No entanto, a convivência nem sempre é harmoniosa. Algumas vezes as situações não são respeitadas, ou outras não são previstas. Depende também da forma que foi feita a construção, pois existem empreendimentos em que os imóveis residenciais literalmente misturam-se com os comerciais como, por exemplo, em serem todos construídos na mesma torre, utilizando a mesma entrada e saída. Existem outros em que as portarias são diferentes. Contudo, as torres são separadas fisicamente. Há casos em que existem bares e restaurantes no topo do edifício, chamados popularmente de “rooftops”, e também há aqueles que se encontram no térreo, com acesso do seu público para a rua.
“Os problemas são os dos mais variados, e vão desde cobrança de cotas condominiais incorretas, pois, ao exemplo dos espaços comerciais como bares e lojas localizadas no térreo, com frente para a rua, não podem contribuir para os rateios de despesas de manutenção de elevadores, portaria, e outros dos quais não se beneficia. Há resistência destas na participação de obras comuns pois, geralmente entendem serem ‘independentes’, mas, no entanto, utilizam-se muitas vezes do mesmo AVCB (Auto Vistoria do Corpo de Bombeiros), tubulação de água, esgoto, energia elétrica”, diz ele, que dá mais exemplos.

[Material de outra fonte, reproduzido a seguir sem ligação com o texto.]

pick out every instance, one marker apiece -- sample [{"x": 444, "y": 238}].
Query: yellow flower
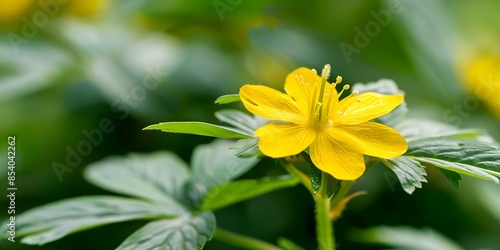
[
  {"x": 483, "y": 79},
  {"x": 13, "y": 10},
  {"x": 310, "y": 114}
]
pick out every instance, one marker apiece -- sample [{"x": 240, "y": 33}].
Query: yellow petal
[
  {"x": 303, "y": 84},
  {"x": 364, "y": 107},
  {"x": 270, "y": 103},
  {"x": 279, "y": 140},
  {"x": 336, "y": 155},
  {"x": 373, "y": 139}
]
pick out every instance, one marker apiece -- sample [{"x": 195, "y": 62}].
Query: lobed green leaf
[
  {"x": 233, "y": 192},
  {"x": 157, "y": 176},
  {"x": 410, "y": 172},
  {"x": 215, "y": 164},
  {"x": 186, "y": 232},
  {"x": 55, "y": 220}
]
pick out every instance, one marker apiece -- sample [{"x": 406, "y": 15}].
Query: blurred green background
[{"x": 66, "y": 66}]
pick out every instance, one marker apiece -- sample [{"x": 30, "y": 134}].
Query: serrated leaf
[
  {"x": 458, "y": 168},
  {"x": 416, "y": 129},
  {"x": 233, "y": 192},
  {"x": 158, "y": 176},
  {"x": 186, "y": 232},
  {"x": 215, "y": 164},
  {"x": 463, "y": 156},
  {"x": 226, "y": 99},
  {"x": 246, "y": 147},
  {"x": 410, "y": 172},
  {"x": 453, "y": 177},
  {"x": 239, "y": 120},
  {"x": 199, "y": 128},
  {"x": 55, "y": 220},
  {"x": 386, "y": 87}
]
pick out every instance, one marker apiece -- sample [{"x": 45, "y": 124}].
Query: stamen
[
  {"x": 324, "y": 81},
  {"x": 346, "y": 87},
  {"x": 355, "y": 92},
  {"x": 337, "y": 81}
]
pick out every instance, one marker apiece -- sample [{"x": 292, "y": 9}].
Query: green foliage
[
  {"x": 287, "y": 244},
  {"x": 158, "y": 176},
  {"x": 212, "y": 165},
  {"x": 199, "y": 128},
  {"x": 240, "y": 120},
  {"x": 55, "y": 220},
  {"x": 454, "y": 151},
  {"x": 410, "y": 172},
  {"x": 404, "y": 238},
  {"x": 233, "y": 192},
  {"x": 184, "y": 232},
  {"x": 165, "y": 189},
  {"x": 247, "y": 147}
]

“Outro problema são os relativos a barulhos e horários de fechamento, especialmente para bares e restaurantes, que algumas vezes vão até após o horário permitido pelo regulamento. Existem também, nos casos destes estabelecimentos ficarem localizados nos últimos pavimentos, onde, se compartilhado o mesmo elevador com os moradores, os frequentadores alcoolizados podem causar problemas para as unidades residenciais da torre. Há também os casos em que, para aqueles que compartilham da mesma portaria/recepção, problemas oriundos de público dos conjuntos comerciais, onde podem existir grandes fluxos de pessoas, causando conflito entre condôminos das unidades residenciais e comerciais”, aponta.
Em todos esses cenários, diz Orlando Segatti, o síndico, primeiramente deve-se manter firme e ao mesmo tempo empático com o tema guerreado. Mas sempre deve seguir dentro dos preceitos legais, das regras internas e, especialmente deve possuir uma comunicação não violenta, e buscar entender e escutar cada parte, de forma neutra, e por fim tentar pacificar o conflito, orientando, mediando e encontrando uma solução para que não haja prejuízo a todos os envolvidos.

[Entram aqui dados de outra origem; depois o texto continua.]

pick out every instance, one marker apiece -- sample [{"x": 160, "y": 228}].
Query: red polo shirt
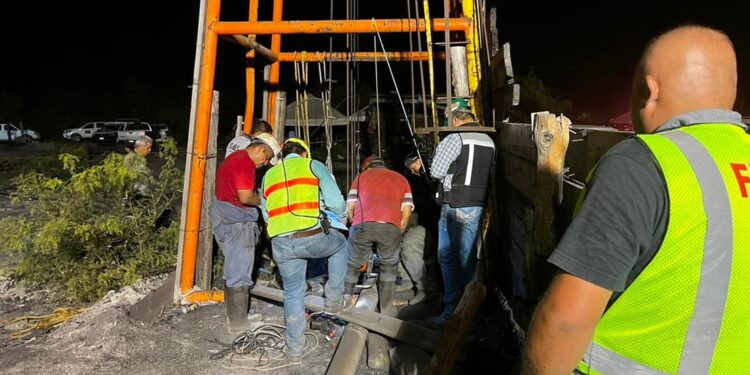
[
  {"x": 379, "y": 194},
  {"x": 236, "y": 172}
]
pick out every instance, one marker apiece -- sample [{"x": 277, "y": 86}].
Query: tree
[{"x": 90, "y": 232}]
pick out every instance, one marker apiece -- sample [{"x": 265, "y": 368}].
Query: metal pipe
[
  {"x": 200, "y": 36},
  {"x": 250, "y": 68},
  {"x": 254, "y": 46},
  {"x": 357, "y": 56},
  {"x": 200, "y": 146},
  {"x": 273, "y": 80},
  {"x": 431, "y": 67},
  {"x": 278, "y": 27},
  {"x": 473, "y": 61}
]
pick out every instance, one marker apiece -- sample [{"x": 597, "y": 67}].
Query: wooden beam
[
  {"x": 521, "y": 173},
  {"x": 551, "y": 135},
  {"x": 465, "y": 128},
  {"x": 454, "y": 332},
  {"x": 394, "y": 328},
  {"x": 251, "y": 45},
  {"x": 205, "y": 252},
  {"x": 517, "y": 139}
]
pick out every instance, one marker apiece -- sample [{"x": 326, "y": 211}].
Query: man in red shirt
[
  {"x": 234, "y": 217},
  {"x": 379, "y": 206}
]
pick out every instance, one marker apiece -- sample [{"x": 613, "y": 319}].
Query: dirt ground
[{"x": 106, "y": 340}]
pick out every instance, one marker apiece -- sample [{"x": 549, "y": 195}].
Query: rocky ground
[{"x": 105, "y": 339}]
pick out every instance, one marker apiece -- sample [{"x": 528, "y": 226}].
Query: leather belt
[{"x": 308, "y": 233}]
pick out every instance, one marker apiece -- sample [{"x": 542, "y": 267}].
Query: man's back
[{"x": 378, "y": 195}]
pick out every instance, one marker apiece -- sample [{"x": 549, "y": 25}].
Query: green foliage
[{"x": 91, "y": 232}]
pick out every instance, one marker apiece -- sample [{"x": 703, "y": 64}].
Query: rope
[
  {"x": 411, "y": 67},
  {"x": 398, "y": 94},
  {"x": 377, "y": 95},
  {"x": 421, "y": 68},
  {"x": 325, "y": 96},
  {"x": 33, "y": 322},
  {"x": 262, "y": 349},
  {"x": 298, "y": 97}
]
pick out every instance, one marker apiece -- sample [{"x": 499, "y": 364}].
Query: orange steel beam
[
  {"x": 273, "y": 79},
  {"x": 357, "y": 56},
  {"x": 250, "y": 74},
  {"x": 205, "y": 296},
  {"x": 200, "y": 146},
  {"x": 337, "y": 26}
]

“O condomínio misto, por sua própria natureza, tende a ter uma administração diferenciada dos residenciais. Porém, não é nada tão diferente que não possa ser administrado, aliás, é uma rica experiência para o síndico que, se bem embasado, orientado com os instrumentos, parceiros e prestadores corretos, torna-se tão prazerosa quanto qualquer outro condomínio. Por fim, para que todos os conviventes possam ali manterem-se no dia a dia de forma amistosa, é recomendável que sempre esteja atualizado o regulamento interno, que o síndico passe circulares e comunicados orientativos recorrentes, que conheça pessoalmente cada um dos condôminos e entenda a realidade de cada um, pois, com isso, poderá encontrar a melhor medida para a solução de qualquer entrave”, diz Orlando, pós-graduado em Direito Imobiliário pela Escola Paulista de Direito e com diversos cursos de extensão na Área Imobiliária, especialmente em Direito Condominial.